A new study introduces “Mixture-of-Thought” (MoT), a framework that significantly improves the logical reasoning capabilities of Large Language Models (LLMs). The paper, published on arXiv, addresses a key limitation of current LLM-based reasoning approaches: their reliance on a single reasoning modality, typically natural language. Humans, in contrast, naturally leverage multiple modalities like natural language, code, and symbolic logic to solve problems. MoT aims to bridge this gap.

MoT allows LLMs to reason across three complementary modalities: natural language, code, and a newly introduced “truth-table” modality. The truth-table modality systematically enumerates logical cases, helping to mitigate common errors in natural language reasoning, such as “missing branches” and “invalid converses.”

Think of it like this: imagine a question like, “If Peter Parker is either a superhero or a civilian, and if Thor is happy, does Peter Parker wear a uniform?”

  • Natural Language: The LLM might break it down step-by-step in plain English, “If Thor is happy, then the Hulk is angry. The Hulk wakes up when angry…” This is intuitive, but prone to errors if a step is missed.

  • Code: The LLM would translate the problem into Python code, defining classes for “Hulk,” “Thor,” and “PeterParker” with attributes for their states (angry, happy, superhero, etc.) and methods reflecting the premises. While more structured, it’s still an abstraction.

  • Truth Table: The LLM constructs a table listing all possible combinations of the truth values of the variables. For example, Thor happy (T), Hulk angry (H), Peter Parker superhero (S), etc. and then prunes possibilities that are inconsistent with the given premises. This ensures all cases are considered and often helps avoid common pitfalls in natural language reasoning.

The MoT framework operates in two phases:

  1. Self-Evolving MoT Training: The LLM jointly learns from filtered, self-generated rationales across modalities. It starts with a small set of examples and iteratively generates reasoning traces in each modality. These traces are then checked for correctness and consistency, and high-quality traces are used to further train the model. This process creates a continuous feedback loop, improving the model’s reasoning abilities over time.

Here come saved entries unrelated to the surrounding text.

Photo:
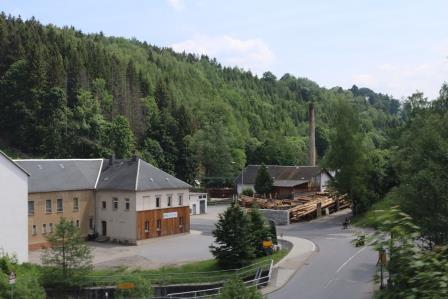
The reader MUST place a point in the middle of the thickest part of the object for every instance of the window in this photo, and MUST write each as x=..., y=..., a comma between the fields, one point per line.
x=127, y=204
x=48, y=206
x=75, y=204
x=60, y=205
x=30, y=207
x=146, y=226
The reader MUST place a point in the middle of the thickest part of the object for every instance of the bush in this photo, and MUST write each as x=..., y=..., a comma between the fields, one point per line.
x=248, y=192
x=235, y=289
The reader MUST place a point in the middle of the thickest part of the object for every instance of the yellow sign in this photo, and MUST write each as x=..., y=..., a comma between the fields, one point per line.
x=126, y=285
x=267, y=244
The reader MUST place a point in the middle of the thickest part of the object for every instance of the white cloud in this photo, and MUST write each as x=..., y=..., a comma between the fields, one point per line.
x=176, y=4
x=401, y=80
x=251, y=54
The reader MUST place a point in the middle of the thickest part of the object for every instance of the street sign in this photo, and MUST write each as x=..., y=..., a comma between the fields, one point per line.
x=126, y=285
x=12, y=278
x=267, y=244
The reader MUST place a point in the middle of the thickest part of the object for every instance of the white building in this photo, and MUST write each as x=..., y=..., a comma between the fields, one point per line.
x=287, y=179
x=13, y=212
x=136, y=201
x=198, y=203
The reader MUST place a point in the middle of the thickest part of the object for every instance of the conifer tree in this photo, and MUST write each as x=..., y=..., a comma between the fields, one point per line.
x=233, y=247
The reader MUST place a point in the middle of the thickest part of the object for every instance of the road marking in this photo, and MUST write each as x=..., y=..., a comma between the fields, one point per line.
x=352, y=257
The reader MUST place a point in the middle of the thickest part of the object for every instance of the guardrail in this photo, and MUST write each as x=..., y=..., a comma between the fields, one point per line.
x=165, y=278
x=207, y=293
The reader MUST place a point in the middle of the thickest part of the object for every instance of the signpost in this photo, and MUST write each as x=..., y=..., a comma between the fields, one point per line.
x=12, y=282
x=169, y=215
x=126, y=285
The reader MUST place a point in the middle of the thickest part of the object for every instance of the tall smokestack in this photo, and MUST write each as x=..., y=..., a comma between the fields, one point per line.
x=312, y=137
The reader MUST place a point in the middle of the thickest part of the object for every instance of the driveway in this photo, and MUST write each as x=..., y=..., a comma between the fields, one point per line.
x=154, y=253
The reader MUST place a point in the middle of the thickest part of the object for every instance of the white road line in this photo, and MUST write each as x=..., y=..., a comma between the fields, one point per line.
x=352, y=257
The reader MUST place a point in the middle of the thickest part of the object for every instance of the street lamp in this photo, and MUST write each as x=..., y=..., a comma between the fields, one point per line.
x=242, y=176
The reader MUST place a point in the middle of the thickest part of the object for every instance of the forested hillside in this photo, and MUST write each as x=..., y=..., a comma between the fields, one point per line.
x=67, y=94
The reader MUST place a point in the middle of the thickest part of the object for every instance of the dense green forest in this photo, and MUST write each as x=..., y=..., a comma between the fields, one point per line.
x=68, y=94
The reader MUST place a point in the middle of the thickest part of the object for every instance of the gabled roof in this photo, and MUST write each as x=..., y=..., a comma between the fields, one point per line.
x=15, y=164
x=136, y=175
x=48, y=175
x=294, y=174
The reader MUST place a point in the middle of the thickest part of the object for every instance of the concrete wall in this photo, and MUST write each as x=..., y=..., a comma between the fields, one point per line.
x=240, y=188
x=121, y=223
x=13, y=211
x=280, y=217
x=146, y=200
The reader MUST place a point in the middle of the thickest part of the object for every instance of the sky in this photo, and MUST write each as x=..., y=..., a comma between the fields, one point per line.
x=391, y=46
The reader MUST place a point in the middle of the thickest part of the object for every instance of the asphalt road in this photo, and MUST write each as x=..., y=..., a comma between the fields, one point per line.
x=338, y=270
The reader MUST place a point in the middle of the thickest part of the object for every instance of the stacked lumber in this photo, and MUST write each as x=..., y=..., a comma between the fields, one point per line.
x=309, y=209
x=302, y=207
x=263, y=203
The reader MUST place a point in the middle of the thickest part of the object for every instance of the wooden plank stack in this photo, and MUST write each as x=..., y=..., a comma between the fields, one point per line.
x=302, y=207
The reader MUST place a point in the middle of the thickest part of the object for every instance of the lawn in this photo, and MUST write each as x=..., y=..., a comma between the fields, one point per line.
x=194, y=272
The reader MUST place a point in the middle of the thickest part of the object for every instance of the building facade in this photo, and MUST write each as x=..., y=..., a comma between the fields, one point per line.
x=288, y=180
x=60, y=188
x=137, y=201
x=13, y=219
x=198, y=203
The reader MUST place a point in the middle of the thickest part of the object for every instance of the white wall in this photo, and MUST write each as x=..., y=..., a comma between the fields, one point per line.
x=146, y=200
x=240, y=188
x=14, y=210
x=324, y=181
x=121, y=224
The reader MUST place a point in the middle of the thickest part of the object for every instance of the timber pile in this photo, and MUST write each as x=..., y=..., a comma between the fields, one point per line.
x=302, y=207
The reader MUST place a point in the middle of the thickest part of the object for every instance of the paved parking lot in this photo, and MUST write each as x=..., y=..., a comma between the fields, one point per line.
x=154, y=253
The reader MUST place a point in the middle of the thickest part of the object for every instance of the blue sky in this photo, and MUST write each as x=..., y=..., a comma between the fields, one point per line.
x=391, y=46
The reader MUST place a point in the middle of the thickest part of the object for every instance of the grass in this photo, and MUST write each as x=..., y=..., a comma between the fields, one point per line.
x=369, y=218
x=194, y=272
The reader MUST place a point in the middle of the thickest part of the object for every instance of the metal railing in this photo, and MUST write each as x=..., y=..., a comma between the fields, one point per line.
x=259, y=280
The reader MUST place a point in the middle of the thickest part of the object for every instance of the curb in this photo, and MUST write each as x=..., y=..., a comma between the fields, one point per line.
x=301, y=259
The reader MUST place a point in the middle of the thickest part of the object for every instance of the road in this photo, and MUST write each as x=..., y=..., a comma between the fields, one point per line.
x=338, y=270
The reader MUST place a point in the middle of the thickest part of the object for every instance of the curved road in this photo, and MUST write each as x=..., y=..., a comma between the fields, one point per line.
x=338, y=270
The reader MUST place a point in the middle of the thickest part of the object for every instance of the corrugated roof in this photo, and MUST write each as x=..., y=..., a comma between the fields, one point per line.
x=48, y=175
x=280, y=173
x=137, y=175
x=13, y=162
x=289, y=183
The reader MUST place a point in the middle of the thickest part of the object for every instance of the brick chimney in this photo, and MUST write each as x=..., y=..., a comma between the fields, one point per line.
x=312, y=136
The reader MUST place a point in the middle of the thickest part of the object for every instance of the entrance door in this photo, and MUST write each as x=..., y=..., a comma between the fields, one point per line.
x=159, y=227
x=104, y=228
x=202, y=207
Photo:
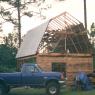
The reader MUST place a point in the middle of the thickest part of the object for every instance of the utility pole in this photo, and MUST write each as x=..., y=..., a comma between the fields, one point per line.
x=19, y=21
x=85, y=15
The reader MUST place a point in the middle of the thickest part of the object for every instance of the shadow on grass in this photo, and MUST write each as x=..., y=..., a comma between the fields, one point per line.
x=64, y=91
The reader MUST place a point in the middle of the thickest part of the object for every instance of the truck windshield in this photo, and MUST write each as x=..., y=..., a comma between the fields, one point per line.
x=39, y=68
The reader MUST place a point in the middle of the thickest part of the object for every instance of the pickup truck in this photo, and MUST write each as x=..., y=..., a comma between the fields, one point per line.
x=33, y=76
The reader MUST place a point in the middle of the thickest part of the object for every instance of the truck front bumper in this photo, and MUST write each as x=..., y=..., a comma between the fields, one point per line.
x=62, y=83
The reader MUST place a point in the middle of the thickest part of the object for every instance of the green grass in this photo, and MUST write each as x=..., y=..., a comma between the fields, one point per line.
x=64, y=91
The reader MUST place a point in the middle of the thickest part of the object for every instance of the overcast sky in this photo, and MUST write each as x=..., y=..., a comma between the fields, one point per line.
x=74, y=7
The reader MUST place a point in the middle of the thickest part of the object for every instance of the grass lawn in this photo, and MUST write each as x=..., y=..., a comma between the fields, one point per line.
x=30, y=91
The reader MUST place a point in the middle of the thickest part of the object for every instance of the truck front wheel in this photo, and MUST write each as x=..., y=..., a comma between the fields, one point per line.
x=2, y=90
x=53, y=88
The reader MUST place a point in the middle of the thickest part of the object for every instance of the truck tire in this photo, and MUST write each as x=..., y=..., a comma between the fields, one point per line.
x=2, y=90
x=53, y=88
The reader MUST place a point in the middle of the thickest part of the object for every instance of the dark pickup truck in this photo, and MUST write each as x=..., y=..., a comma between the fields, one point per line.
x=33, y=76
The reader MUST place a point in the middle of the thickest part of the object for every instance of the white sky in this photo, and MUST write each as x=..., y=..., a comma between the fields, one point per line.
x=74, y=7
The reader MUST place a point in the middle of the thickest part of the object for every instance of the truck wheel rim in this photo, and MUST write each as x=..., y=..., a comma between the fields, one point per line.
x=52, y=90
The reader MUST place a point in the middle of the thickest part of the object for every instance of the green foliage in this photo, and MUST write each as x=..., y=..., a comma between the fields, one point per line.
x=94, y=58
x=7, y=56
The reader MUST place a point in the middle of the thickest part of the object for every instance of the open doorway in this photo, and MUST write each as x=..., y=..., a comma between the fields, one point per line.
x=59, y=67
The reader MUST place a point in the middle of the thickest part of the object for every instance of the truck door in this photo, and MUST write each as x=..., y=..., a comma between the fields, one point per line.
x=30, y=76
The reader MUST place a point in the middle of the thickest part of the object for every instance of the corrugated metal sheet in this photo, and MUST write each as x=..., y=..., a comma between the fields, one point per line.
x=31, y=41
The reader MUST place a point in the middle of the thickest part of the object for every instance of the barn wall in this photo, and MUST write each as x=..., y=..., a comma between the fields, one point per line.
x=74, y=63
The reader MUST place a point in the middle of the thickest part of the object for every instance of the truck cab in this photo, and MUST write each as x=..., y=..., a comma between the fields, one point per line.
x=33, y=76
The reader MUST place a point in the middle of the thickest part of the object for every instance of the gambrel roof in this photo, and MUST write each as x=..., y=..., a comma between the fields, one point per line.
x=63, y=33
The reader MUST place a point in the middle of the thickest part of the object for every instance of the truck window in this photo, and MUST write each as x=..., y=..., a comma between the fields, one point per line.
x=29, y=69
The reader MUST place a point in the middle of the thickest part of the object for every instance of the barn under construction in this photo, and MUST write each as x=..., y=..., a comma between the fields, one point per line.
x=59, y=44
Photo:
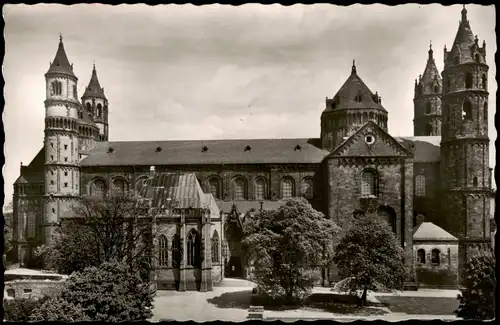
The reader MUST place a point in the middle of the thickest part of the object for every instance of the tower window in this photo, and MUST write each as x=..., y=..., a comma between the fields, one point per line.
x=468, y=81
x=420, y=185
x=260, y=189
x=421, y=256
x=428, y=129
x=467, y=111
x=427, y=108
x=484, y=82
x=287, y=188
x=368, y=183
x=435, y=257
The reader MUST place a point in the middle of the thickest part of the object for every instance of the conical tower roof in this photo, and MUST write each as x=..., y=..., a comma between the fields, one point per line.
x=94, y=88
x=431, y=75
x=354, y=94
x=465, y=44
x=61, y=64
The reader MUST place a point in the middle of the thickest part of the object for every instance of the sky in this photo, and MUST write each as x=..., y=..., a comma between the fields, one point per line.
x=176, y=72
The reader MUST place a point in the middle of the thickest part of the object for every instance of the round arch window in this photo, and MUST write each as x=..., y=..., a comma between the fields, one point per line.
x=370, y=139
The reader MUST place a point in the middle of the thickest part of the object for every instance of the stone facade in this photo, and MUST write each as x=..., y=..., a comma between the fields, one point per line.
x=441, y=172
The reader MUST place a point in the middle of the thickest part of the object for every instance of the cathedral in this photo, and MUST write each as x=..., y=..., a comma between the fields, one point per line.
x=433, y=188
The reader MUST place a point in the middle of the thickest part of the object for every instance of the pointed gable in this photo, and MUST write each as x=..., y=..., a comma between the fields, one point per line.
x=427, y=231
x=354, y=94
x=94, y=88
x=371, y=141
x=61, y=64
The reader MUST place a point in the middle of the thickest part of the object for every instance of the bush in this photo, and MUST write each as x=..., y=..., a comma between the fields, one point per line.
x=477, y=299
x=111, y=292
x=59, y=310
x=20, y=310
x=288, y=246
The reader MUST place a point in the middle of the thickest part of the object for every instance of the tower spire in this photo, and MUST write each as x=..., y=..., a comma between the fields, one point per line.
x=464, y=14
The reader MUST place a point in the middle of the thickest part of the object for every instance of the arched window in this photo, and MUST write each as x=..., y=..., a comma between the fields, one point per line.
x=435, y=256
x=215, y=248
x=368, y=183
x=119, y=186
x=421, y=256
x=139, y=184
x=176, y=251
x=420, y=185
x=467, y=111
x=287, y=188
x=428, y=129
x=98, y=187
x=193, y=248
x=485, y=111
x=260, y=189
x=428, y=108
x=468, y=81
x=99, y=110
x=162, y=251
x=308, y=188
x=214, y=187
x=239, y=189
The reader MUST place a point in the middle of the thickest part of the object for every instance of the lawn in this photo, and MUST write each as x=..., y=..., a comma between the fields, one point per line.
x=317, y=302
x=420, y=305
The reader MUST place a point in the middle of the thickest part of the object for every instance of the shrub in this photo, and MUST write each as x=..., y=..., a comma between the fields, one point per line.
x=477, y=298
x=20, y=310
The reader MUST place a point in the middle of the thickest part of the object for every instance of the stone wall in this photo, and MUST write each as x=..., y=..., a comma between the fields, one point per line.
x=33, y=288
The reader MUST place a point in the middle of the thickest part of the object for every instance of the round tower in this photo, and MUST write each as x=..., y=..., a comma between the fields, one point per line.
x=465, y=145
x=427, y=100
x=94, y=102
x=352, y=107
x=62, y=170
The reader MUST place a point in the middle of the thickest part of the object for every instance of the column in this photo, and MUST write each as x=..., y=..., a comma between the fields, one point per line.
x=183, y=266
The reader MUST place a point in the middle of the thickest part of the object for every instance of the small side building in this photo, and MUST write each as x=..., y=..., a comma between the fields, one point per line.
x=187, y=232
x=436, y=257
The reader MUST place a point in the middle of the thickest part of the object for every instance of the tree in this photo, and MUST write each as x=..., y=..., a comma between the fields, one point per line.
x=72, y=249
x=369, y=253
x=477, y=298
x=104, y=228
x=111, y=292
x=288, y=246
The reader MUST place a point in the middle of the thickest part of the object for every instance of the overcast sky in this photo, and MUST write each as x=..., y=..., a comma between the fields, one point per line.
x=220, y=72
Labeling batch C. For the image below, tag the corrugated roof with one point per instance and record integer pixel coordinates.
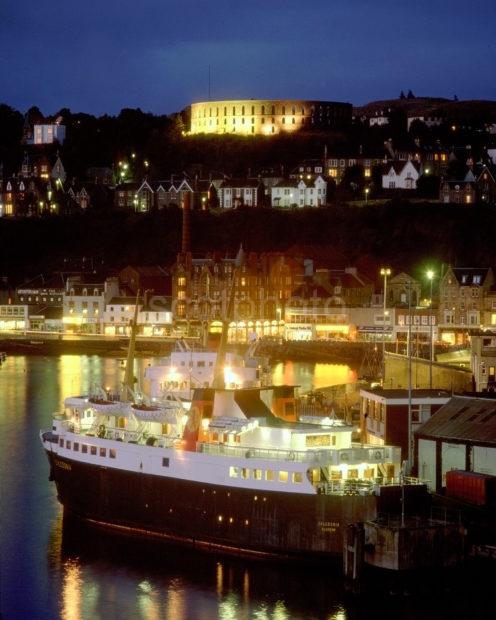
(464, 418)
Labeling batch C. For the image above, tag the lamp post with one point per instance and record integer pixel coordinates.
(385, 272)
(430, 277)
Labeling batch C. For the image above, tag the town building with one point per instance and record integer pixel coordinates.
(299, 193)
(234, 193)
(261, 285)
(457, 192)
(461, 435)
(267, 116)
(14, 317)
(486, 185)
(401, 175)
(483, 360)
(384, 415)
(84, 302)
(462, 302)
(47, 133)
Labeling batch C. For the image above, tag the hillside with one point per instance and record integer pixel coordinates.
(431, 106)
(405, 235)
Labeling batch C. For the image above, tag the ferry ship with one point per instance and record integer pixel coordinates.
(228, 475)
(236, 473)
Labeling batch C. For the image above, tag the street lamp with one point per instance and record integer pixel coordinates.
(385, 272)
(430, 276)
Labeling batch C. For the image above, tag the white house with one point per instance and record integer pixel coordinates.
(401, 175)
(153, 320)
(240, 192)
(299, 193)
(84, 304)
(48, 133)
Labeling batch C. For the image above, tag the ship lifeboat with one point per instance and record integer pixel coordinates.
(154, 413)
(102, 405)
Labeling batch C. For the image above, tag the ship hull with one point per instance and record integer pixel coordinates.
(208, 516)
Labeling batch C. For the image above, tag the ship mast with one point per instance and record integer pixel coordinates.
(128, 382)
(219, 381)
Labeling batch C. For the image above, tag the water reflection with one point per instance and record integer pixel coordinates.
(52, 568)
(105, 576)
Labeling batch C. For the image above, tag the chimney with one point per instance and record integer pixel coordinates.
(186, 222)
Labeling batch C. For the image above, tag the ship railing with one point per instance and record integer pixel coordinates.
(254, 453)
(346, 487)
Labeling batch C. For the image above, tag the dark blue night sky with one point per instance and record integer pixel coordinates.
(99, 56)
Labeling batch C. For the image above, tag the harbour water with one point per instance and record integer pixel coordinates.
(53, 568)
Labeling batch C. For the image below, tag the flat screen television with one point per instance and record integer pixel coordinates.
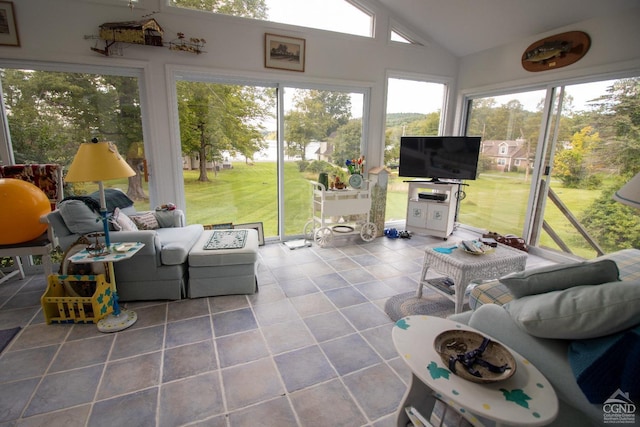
(439, 157)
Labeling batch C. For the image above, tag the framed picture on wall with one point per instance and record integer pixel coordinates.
(285, 53)
(8, 25)
(256, 226)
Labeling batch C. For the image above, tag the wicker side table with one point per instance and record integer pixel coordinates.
(463, 268)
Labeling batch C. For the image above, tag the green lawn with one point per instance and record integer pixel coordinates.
(248, 193)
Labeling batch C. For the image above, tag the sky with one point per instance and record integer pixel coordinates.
(344, 17)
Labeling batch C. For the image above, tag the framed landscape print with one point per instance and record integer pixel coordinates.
(8, 25)
(285, 53)
(256, 226)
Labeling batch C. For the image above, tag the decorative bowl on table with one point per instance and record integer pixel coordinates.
(474, 357)
(475, 247)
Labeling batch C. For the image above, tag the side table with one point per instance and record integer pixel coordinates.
(120, 318)
(525, 399)
(463, 268)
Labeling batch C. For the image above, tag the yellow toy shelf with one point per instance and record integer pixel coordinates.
(59, 307)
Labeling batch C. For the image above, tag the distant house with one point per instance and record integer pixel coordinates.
(146, 32)
(324, 152)
(507, 155)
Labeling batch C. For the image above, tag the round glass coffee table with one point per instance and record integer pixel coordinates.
(525, 399)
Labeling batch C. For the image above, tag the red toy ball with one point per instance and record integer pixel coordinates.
(21, 206)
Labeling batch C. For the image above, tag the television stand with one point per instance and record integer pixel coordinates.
(432, 207)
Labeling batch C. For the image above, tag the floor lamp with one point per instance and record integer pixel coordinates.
(97, 162)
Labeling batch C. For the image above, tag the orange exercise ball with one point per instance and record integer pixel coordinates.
(21, 206)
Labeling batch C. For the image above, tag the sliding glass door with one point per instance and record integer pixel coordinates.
(550, 161)
(250, 150)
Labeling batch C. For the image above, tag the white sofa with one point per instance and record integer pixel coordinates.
(159, 271)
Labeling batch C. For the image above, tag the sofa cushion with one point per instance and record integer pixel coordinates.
(113, 198)
(79, 218)
(177, 242)
(122, 222)
(560, 276)
(580, 312)
(145, 221)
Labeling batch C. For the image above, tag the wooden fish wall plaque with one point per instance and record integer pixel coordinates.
(556, 51)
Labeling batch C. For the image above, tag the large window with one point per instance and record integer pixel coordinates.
(50, 113)
(245, 163)
(413, 108)
(509, 126)
(548, 174)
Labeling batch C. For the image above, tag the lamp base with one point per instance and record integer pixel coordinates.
(115, 323)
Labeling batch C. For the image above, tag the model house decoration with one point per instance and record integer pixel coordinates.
(145, 32)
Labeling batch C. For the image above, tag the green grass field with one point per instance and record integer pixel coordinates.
(248, 193)
(498, 202)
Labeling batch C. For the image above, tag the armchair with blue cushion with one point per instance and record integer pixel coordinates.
(159, 270)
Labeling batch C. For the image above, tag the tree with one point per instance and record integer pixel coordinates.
(347, 142)
(215, 118)
(256, 9)
(617, 117)
(316, 116)
(52, 112)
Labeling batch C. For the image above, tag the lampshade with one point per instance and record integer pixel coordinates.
(98, 161)
(629, 194)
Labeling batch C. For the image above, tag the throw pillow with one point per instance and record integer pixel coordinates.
(146, 221)
(79, 218)
(560, 276)
(122, 222)
(114, 198)
(580, 312)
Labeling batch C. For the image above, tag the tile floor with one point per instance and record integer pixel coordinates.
(312, 348)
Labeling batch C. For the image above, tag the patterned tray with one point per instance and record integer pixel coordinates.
(226, 239)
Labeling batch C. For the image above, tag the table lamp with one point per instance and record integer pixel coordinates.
(100, 161)
(629, 194)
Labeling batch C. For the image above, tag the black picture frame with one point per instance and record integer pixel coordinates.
(8, 25)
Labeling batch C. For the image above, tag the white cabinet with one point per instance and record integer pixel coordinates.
(431, 208)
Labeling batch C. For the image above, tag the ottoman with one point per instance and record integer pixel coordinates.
(223, 271)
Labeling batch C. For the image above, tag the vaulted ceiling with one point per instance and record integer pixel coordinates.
(468, 26)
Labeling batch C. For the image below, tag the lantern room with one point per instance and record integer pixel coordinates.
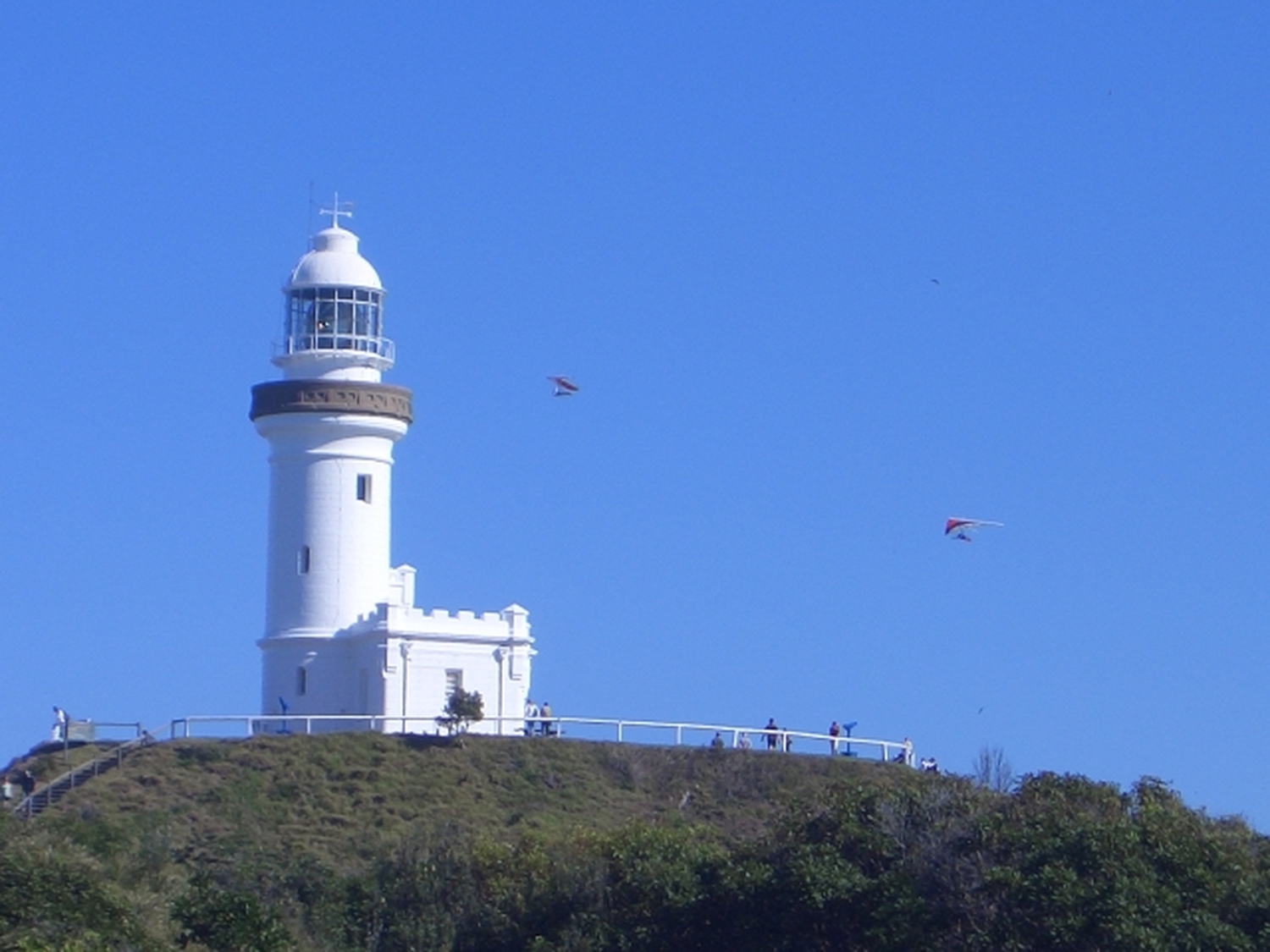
(334, 312)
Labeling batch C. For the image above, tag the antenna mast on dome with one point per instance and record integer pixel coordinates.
(337, 210)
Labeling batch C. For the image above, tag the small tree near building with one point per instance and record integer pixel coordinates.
(462, 710)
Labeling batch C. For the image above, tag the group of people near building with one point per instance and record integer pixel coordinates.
(538, 720)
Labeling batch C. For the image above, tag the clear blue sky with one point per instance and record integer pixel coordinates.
(723, 220)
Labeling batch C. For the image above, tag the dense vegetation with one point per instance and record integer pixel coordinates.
(358, 842)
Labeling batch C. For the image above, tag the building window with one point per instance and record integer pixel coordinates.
(454, 682)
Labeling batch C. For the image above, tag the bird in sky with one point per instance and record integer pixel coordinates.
(561, 386)
(960, 528)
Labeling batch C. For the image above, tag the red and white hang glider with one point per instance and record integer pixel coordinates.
(563, 386)
(960, 530)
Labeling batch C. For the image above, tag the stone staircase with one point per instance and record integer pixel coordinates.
(51, 792)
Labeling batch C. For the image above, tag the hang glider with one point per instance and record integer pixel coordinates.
(960, 530)
(563, 386)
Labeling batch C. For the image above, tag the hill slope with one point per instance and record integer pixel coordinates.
(371, 842)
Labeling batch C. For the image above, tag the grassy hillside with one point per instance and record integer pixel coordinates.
(345, 797)
(384, 843)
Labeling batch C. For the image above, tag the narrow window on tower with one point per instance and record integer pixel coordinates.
(454, 682)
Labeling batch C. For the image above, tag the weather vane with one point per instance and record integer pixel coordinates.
(337, 210)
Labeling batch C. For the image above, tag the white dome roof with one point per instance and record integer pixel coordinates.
(334, 261)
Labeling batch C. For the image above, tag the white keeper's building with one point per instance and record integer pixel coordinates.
(342, 635)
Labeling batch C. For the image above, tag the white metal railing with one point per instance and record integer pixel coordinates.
(621, 730)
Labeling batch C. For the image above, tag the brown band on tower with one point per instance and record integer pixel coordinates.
(317, 396)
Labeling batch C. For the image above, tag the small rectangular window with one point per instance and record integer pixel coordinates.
(454, 680)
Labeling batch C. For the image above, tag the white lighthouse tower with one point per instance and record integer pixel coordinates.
(342, 635)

  2. MoT Inference: During inference, the trained model generates responses under each modality. A voting mechanism is then used to produce the final answer, leveraging the synergy of the three modalities.

The researchers evaluated MoT on logical reasoning benchmarks, including FOLIO and ProofWriter. Results show that MoT consistently and significantly outperforms strong LLM baselines with single-modality chain-of-thought approaches, achieving accuracy gains of up to 11.7 percentage points. In one experiment, a 9B-parameter MoT model even matched the performance of GPT-4 + Logic-LM on FOLIO.

Analysis revealed that MoT is particularly effective on harder logical reasoning problems. A fine-grained error study confirmed the role of the truth-table modality in helping overcome key bottlenecks in natural language inference.

The researchers have made their training code publicly available on GitHub, enabling further research and development in this area. The MoT framework offers a promising approach to enhancing the logical reasoning capabilities of LLMs, bringing them closer to human-level cognitive versatility.